Директору киевской II гимназии А. А. Попову {Попов, Алексей Алексеевич.} сообщал В. Попов {Вероятно, Попов, Владимир Алексеевич — преподаватель математики и физики в II-ей СПб. гимназии.} из Петербурга: ‘Отлучение гр. Толстого оказалось выстрелом по воробьям. Высшие классы хохочут, а низшие не понимают и не дают себе отчета. В ответ на отлучение гр. Толстой составил завещание, в котором приказывает похоронить себя без всяких обрядов. Таким образом, создается место для паломничества. В Москве парадный выход из дома Толстого сопровождается толпою, которая ему оказывает знаки уважения и почтения. Что же касается смиренных с их наставителей, то, право, лучше было бы им обратить свои взоры на эксплоатацию бога и православной веры разными проходимцами из чиновников’.
В московском обществе также замечалась тенденция против состоявшегося отлучения. 26 февраля писали к управляющему Тамбовской казенной палатой {Кутлер, Павел Николаевич — управляющий Тамбовской казенной палатой, впоследствии директор департамента государственного казначейства.}: ‘Публичное предание анафеме славы и гордости России, гр. Толстого (появившееся так не кстати именно теперь), какой позор для нас. Ведь заграничную прессу не заставишь молчать, едва ли Толстой потеряет больше от того, что его отлучила церковь, чем последняя от того, что Толстой давно отлучил ее и от себя и от миллиона своих единомышленников’.

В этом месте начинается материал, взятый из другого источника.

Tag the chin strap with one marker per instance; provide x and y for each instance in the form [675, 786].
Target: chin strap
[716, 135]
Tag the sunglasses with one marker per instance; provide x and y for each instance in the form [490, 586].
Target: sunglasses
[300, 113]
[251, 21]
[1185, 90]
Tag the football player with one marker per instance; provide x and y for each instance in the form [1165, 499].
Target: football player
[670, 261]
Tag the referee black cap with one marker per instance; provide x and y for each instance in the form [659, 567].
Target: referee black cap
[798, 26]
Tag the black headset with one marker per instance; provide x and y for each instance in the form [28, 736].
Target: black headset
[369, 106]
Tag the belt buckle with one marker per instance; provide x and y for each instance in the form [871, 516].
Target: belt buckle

В этот же день П. Коломнин {Коломнин, Павел Петрович, чиновник особых поручений министерства финансов, директор московской сберегательной кассы.} писал из Москвы к ее прев-ву Е. П. Коломниной {Коломнина, Елена Петровна.} в Петербурге: ‘Об’явление св. синода о Толстом крайне бестактно. Что-нибудь из двух: или сошли его, как и всякого другого, на покаяние и увещание в монастырь, или пренебреги, ибо то, что писал Толстой в ‘Воскресении’, до такой степени пошло, что мало-мальски неглупый человек плюнет и только, а идиоты и без Толстого всегда пробавляются плоскими суждениями о религии. Нет ничего ведь легче, как высмеять символизм. Мне кажется, что это послание сделает только то, что теперь все чинушки бросятся доставать заграничные издания Толстого, ибо запрещенный плод всегда сладок, а другие станут говорить, что возвращаемся чуть ли не к инквизиции. Вообще, пойдут вкривь и вкось толковать и шуметь, а студенты, конечно, в особенности. Не следовало, не следовало. А вот, что Толстого могут убить пейзане, так это, пожалуй, случится. Послание это, понятно, дойдет до них, но в искаженном виде, и, вместо молитв за него, наверное примешают, что он против царя-батюшки. Да и без этого придут и спросят: ‘что же по-твоему, ваше сиятельство, бога-то нет’? Что останется ответить ему, если желает остаться последовательным. И, если ответит, что нет, то гроша не дам, что и придушат. Не Победоносцев ли это измыслил’.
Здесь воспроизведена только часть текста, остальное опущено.